The Debris Orb Weaver Cyclosa sp.

I have said time and again – a stroll on the wild side often throws up surprises. Here I was, sitting in front of a very interesting spider web with admiration for the little genius. The web was very delicate and exquisitely crafted.

Web of a Debris Orb Weaver Cyclosa sp.


This was not the first time I had seen this kind of a web. But this reminded me of the first time I saw something similar. On that occasion, still very unfamiliar with the ways of the spiders, I carefully examined the delicate web built about 2 feet from the ground. It was a typical orb web that all of us are so very familiar with. It was different from other orb webs in having prominent white silk used by the spider to weave an interesting pattern near the centre of the web.

The spider had also accumulated debris in a linear fashion. The debris contained, what seemed like insect remains and other unidentifiable material. But I saw no spider?!?!

Cyclosa insulana blending in with the debris.

Only much later, when I learnt about the devious ways of these tiny spiders did I start discerning the form of the spider in the midst of the debris! The form and colour of the spider, the way it sits on the web amidst the debris all render the spider ‘invisible’ to an untrained eye! In an earlier article on Camouflage, I had showcased examples of various organisms blending in with their background. Here, the spider creates a situation to render its form inconspicuous. One wonders how the spider knows to do this!

The white silk that the spider weaves into its web is called the stabilimentum. As to why the Debris Orb Weaver and a few other spiders incorporate a stabilimentum in their webs is still debated. There are no conclusive answers yet.

Cyclosa cf simoni in its web. Cyclosa sp. sitting in the centre of the web with debris on either side.


Let us come back to the current web and its inhabitant. The position of the web and the manner in which the spider was resting on the web were just ideal for photography. I sat down and got some satisfactory pictures. The spider itself with all its legs drawn close to the body looked just like a mass of debris that was next to it.

Spider resembling the debris.


On coming home, I transferred the images and was processing the images when what I saw sent me into a tizzy. I was shocked and surprised. I was also wondering as to how I missed it when photographing the spider. There were several eggs on the spider!

Eggs on the spider !


These eggs perhaps belonged to a parasite. My curiosity was so intense that I had to share this with someone. So, I quickly made a call to a friend who studies spiders – Dr. Manju Siliwal – and described the whole thing to her and also sent the picture to her. She in turn sent it to a friend and told me that these could be eggs of a wasp!

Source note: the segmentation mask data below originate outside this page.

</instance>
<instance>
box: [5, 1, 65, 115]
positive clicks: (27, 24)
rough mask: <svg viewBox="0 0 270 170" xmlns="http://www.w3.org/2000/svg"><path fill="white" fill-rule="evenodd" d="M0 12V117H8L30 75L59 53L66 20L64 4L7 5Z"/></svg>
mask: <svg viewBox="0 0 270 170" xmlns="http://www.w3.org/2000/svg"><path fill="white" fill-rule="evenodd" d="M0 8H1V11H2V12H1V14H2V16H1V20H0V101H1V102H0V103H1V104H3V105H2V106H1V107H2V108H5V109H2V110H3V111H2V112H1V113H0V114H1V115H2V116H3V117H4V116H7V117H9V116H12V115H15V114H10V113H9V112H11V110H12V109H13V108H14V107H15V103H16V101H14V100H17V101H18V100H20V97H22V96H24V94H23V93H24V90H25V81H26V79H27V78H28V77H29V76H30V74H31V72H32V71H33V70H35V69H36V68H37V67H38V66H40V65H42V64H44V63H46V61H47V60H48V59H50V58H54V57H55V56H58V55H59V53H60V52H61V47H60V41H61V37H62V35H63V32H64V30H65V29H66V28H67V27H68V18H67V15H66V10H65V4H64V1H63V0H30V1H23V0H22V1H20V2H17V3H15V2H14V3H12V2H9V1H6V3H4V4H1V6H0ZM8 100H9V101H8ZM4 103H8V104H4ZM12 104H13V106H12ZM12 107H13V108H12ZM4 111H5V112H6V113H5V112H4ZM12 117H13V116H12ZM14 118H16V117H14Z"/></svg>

The basic question in my mind was answered. But a whole new set of questions raised their heads. How did the wasp lay its eggs on the spider that was suspended in mid air? In spite of the spider being so well camouflaged, how did the wasp locate the spider? Would not the spider move away or avoid the wasp? Or, would the wasp do something to temporarily immobilize the spider?

I may not find answers until I get lucky and witness the whole episode unfurl in front of me. So, as usual, the wait begins!